Léopold (dit Léo) Lelée (1872-1947)
Signé et daté, 1933 ; annoté « Collection Mr Laville »
Dessin au graphite et à la gouache sur papier vélin
50 x 72,5 cm
Inv. 2002.0.1598

Description longue

Cumulant les fonctions d’imagier, de publiciste, de décorateur et d’illustrateur, Léo Lelée s’auto-définit comme un artisan du dessin.
A son arrivée à Arles en 1903, il s’inscrit dans la longue lignée de voyageurs qui, depuis le XVIIIe siècle, remarquent avec admiration le charme ou la spécificité du costume féminin local. Repéré par Frédéric Mistral, il devient l’illustrateur des concepts idéalistes du Félibrige, se donnant pour objectif de renouveler l’imagerie populaire tant dans sa forme que dans sa qualité.

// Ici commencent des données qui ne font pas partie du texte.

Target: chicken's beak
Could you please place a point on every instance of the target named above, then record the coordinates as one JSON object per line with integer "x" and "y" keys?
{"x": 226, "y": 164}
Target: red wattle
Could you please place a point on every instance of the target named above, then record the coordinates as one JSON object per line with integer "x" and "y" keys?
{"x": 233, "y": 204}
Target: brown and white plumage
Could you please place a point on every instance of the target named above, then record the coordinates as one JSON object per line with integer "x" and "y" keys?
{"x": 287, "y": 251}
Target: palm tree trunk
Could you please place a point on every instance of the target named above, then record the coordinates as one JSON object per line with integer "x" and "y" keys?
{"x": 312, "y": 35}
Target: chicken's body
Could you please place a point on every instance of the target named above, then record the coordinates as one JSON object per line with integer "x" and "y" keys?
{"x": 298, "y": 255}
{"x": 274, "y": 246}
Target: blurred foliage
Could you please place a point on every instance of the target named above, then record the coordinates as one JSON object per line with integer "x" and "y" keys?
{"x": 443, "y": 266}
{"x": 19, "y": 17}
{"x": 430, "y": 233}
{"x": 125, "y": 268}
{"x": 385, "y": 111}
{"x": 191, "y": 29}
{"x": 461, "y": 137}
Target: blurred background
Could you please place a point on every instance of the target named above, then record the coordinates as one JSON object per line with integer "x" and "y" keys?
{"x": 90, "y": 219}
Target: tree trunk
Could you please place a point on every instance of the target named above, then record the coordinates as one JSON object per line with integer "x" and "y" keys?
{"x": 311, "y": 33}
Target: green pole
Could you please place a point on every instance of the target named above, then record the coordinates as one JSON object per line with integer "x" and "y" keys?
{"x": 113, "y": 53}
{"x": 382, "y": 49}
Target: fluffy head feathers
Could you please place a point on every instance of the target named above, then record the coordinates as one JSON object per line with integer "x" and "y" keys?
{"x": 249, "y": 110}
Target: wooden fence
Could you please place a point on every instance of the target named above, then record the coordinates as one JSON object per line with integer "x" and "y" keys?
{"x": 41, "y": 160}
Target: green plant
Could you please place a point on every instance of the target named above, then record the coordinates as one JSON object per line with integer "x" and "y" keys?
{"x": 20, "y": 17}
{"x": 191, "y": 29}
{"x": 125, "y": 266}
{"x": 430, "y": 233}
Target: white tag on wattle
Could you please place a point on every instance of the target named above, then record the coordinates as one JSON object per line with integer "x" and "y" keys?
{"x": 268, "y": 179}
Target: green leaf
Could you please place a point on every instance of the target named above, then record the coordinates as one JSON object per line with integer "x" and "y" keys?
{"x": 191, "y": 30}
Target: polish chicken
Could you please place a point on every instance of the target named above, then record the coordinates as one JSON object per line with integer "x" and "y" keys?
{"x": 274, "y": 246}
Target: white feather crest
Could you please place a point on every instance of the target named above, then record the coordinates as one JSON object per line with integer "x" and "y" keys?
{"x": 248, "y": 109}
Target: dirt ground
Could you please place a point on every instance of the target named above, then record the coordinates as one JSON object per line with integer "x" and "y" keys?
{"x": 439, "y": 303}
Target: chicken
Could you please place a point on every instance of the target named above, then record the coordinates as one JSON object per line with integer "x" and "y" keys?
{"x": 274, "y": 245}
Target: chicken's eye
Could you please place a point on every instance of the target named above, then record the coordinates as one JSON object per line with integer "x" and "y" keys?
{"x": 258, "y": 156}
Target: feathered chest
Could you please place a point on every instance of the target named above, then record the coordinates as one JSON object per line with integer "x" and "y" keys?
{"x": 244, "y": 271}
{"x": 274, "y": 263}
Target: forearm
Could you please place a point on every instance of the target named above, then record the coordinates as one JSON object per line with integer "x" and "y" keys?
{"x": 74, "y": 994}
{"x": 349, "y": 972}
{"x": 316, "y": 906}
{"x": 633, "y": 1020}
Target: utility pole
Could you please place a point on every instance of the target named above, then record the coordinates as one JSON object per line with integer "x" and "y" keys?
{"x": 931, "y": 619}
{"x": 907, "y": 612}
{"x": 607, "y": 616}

Très vite, Léo Lelée se spécialise dans la création de motifs ornementaux ; c’est là sa véritable innovation. Epurant son dessin au point de ne tracer que des contours linéaires qui font abstraction des corps, Léo Lelée passe d’une facture réaliste au graphisme minimaliste construit en quelques traits. Ce dessin de 1933 est représentatif de l’aboutissement de cette démarche. Il représente une farandole, danse ternaire provençale où danseurs et danseuses se donnent la main et forment une longue chaîne qui s'avance en serpentant. Ici, l’Arlésienne « icône » s’efface, devenant un support commercial de choix, à la fois porteur de sens et décoratif.
Mobilier, textiles, papiers peints, faïences, étains et fers forgés, témoignent également de sa grande créativité. Il commercialise lui-même ces productions dans sa boutique « A l’image prouvençau », située au pied du grand escalier de l’amphithéâtre d’Arles.
En 1936 sa carrière est consacrée par l’ouverture d’une galerie Léo Lelée au Museon Arlaten. Ces collections retracent aujourd’hui son œuvre à travers près de quatre cents numéros d’inventaires.